Recently-merged Russian exchange MICEX-RTS will decide on settlement reforms within the next two months as part of efforts to make its market more accessible for foreign investors. 

The bourse has also drafted new rules for trade execution, clearing and settlement which it also plans to roll out to market participants in June or July, together with more details on the exchange’s upgraded technology infrastructure and how to connect to it.

The new settlement procedures, which will be developed in conjunction with Russia's new single central securities depository the National Settlement Depository, will bring the country inline with other markets in Europe by moving from a T+0 settlement period to either a T+2 or T+3 period for equities and bond trading.

“We recognise that the T+ settlement cycle is a big change for domestic market participants but they have been positive to date and we hope they will be well prepared in time for the change,” said Anna Kuznetsova, managing director of equities, MICEX-RTS. “Making our market more accessible to non-resident investors is very important for increasing liquidity.”

The current T+0 settlement model involves stock being deposited prior to a trade taking place. This can be a barrier to investment for firms that are used to longer settlement cycles in other markets and is blamed for low liquidity levels in Russia. 

While welcoming the changes to the settlement rules, market participants have urged the exchange to provide more clarity after previous statements suggested RTS-MICEX would use a T+4 settlement period. 

“A clearer narrative would be most welcome,” said Andrew Pryer, director of execution sales at ING. “The market needs to understand what will change and when.

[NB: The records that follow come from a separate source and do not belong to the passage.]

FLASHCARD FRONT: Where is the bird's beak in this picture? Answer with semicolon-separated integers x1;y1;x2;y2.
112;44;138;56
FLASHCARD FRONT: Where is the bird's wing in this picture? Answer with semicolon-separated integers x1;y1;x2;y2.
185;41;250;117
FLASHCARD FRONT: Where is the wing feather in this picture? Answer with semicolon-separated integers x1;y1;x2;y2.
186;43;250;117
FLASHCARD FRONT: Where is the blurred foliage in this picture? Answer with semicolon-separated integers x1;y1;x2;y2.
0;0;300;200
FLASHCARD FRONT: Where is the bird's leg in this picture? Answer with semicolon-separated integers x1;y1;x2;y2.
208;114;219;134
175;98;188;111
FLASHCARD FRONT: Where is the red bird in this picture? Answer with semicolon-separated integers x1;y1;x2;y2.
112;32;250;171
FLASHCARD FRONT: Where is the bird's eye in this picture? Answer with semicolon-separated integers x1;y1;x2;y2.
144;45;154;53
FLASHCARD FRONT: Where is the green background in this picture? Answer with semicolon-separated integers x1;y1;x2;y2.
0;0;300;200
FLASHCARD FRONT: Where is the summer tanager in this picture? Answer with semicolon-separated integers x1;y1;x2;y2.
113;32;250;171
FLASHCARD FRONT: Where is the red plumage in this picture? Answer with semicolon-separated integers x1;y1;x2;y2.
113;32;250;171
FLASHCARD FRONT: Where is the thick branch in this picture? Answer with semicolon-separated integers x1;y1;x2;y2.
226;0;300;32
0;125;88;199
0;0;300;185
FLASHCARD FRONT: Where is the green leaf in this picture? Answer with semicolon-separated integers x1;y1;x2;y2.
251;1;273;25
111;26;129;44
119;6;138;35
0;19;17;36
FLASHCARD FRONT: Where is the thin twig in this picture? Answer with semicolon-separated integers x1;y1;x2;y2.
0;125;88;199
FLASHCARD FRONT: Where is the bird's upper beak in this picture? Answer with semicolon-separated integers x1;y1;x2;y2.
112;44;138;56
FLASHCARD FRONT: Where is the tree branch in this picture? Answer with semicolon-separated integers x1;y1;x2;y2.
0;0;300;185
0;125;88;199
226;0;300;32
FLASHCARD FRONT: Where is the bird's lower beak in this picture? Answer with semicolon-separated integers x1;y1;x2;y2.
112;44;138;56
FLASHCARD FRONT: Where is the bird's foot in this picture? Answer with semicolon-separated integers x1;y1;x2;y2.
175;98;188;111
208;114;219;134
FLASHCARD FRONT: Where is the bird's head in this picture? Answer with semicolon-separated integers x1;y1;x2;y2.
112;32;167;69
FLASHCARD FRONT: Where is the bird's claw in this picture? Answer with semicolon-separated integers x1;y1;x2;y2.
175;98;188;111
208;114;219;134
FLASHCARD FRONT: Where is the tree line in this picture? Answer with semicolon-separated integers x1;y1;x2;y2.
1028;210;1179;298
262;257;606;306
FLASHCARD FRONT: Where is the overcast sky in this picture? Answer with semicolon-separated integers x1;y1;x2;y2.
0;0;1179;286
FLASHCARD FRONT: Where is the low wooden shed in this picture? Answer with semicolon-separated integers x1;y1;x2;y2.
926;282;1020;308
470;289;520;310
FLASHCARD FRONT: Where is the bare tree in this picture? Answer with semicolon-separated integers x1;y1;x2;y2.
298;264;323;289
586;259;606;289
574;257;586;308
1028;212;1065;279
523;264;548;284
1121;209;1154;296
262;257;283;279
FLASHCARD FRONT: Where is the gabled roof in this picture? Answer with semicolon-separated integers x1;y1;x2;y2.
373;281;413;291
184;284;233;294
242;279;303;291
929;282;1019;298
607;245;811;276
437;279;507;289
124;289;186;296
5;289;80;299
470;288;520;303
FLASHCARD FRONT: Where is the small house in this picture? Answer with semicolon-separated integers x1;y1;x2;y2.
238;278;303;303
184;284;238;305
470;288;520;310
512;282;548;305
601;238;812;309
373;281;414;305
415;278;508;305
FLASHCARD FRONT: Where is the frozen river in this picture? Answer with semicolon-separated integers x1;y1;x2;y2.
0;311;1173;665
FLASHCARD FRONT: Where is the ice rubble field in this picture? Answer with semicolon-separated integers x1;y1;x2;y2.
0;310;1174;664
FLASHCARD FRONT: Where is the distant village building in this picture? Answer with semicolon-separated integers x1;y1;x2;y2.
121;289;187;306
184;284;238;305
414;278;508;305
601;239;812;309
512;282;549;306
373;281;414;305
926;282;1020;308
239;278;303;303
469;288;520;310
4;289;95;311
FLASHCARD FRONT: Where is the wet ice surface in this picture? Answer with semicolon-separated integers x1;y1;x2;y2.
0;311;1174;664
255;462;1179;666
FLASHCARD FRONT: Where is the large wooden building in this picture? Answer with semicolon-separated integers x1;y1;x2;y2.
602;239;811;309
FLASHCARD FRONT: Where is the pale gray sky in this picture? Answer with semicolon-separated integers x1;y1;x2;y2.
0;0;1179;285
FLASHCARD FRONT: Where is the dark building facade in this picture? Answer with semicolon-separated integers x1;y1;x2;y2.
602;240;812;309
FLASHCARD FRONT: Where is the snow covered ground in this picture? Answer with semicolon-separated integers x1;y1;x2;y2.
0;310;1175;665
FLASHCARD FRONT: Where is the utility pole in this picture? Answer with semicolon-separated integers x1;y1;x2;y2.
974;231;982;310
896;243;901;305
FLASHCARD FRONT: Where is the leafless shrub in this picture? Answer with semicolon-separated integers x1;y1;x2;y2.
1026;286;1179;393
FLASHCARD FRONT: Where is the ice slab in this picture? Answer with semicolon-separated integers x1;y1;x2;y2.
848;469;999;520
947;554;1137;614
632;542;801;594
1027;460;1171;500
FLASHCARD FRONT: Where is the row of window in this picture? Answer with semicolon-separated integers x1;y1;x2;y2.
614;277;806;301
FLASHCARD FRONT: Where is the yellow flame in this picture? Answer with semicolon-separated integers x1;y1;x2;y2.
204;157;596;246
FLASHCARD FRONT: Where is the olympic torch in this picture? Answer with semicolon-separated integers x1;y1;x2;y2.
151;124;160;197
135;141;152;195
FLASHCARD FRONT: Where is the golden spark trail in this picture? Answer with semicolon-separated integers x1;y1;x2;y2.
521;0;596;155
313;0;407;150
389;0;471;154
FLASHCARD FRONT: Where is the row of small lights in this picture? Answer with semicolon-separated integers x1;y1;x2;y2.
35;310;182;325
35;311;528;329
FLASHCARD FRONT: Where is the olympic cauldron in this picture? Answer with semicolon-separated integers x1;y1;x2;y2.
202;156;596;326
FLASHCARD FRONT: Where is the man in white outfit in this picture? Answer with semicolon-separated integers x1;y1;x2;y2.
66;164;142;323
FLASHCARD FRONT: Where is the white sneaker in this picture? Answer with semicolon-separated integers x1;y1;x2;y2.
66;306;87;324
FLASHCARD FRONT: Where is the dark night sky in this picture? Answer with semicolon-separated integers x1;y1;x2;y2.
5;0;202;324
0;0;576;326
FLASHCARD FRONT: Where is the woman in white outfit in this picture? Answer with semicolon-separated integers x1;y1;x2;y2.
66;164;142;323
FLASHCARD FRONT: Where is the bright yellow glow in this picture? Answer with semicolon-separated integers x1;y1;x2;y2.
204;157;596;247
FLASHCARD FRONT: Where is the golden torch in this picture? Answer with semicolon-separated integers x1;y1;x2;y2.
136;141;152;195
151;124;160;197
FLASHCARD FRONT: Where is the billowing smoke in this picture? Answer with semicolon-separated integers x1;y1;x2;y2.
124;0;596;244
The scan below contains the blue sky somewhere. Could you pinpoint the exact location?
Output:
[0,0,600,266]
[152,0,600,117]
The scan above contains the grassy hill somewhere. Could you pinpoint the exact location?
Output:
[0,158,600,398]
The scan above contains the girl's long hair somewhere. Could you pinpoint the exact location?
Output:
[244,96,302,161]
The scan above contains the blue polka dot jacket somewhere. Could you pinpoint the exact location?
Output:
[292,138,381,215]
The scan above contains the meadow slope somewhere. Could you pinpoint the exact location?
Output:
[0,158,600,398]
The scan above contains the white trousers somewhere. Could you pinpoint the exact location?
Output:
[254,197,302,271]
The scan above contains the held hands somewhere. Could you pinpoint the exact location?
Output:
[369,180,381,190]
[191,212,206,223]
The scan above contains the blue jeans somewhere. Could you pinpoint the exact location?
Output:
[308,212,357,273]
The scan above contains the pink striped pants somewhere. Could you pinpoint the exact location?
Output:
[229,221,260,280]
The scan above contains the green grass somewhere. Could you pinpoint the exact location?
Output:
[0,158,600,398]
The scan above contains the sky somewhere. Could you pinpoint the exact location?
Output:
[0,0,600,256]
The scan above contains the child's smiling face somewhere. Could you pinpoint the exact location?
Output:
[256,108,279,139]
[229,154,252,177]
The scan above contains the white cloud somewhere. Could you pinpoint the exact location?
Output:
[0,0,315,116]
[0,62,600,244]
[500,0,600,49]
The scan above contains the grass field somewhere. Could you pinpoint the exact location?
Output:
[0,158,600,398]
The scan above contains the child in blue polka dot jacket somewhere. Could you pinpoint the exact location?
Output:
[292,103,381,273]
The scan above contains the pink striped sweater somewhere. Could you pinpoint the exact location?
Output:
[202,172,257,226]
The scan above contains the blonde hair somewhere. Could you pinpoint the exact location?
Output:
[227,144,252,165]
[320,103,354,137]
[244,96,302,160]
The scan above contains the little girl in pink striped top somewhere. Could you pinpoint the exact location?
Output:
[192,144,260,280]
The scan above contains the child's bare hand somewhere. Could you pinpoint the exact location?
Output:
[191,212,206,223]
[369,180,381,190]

Continued ambiguity will forestall the opening of the Russian market to foreign investment institutions.”

Meanwhile, starting from November, brokers will be able to connect to the new streamlined exchange infrastructure for simulated trading followed by a period of parallel live running that the exchange hopes to complete by the end of February 2013, when the T+0 systems are scheduled to be switched off for top-30 liquid stocks. The remaining securities will be shifted to the new T+ settlement gradually in future. The exchange is also developing a book-building platform to further enhance its thriving corporate and government bond sector.

Russia’s RTS and MICEX exchanges merged in December last year, and are preparing to float via IPO in 2013. The listing is expected to be worth around US$300 million. The combined bourse is a key plank in the Russian government’s plan to turn Moscow into an international financial centre by attracting new issuers and international investors. International buy- and sell-side firms hope to realise efficiencies from accessing a combined market using a common trading platform and collateral system. At present, RTS is denominated in US dollars whilst MICEX uses the ruble. The exchange group currently requires T+0 settlement.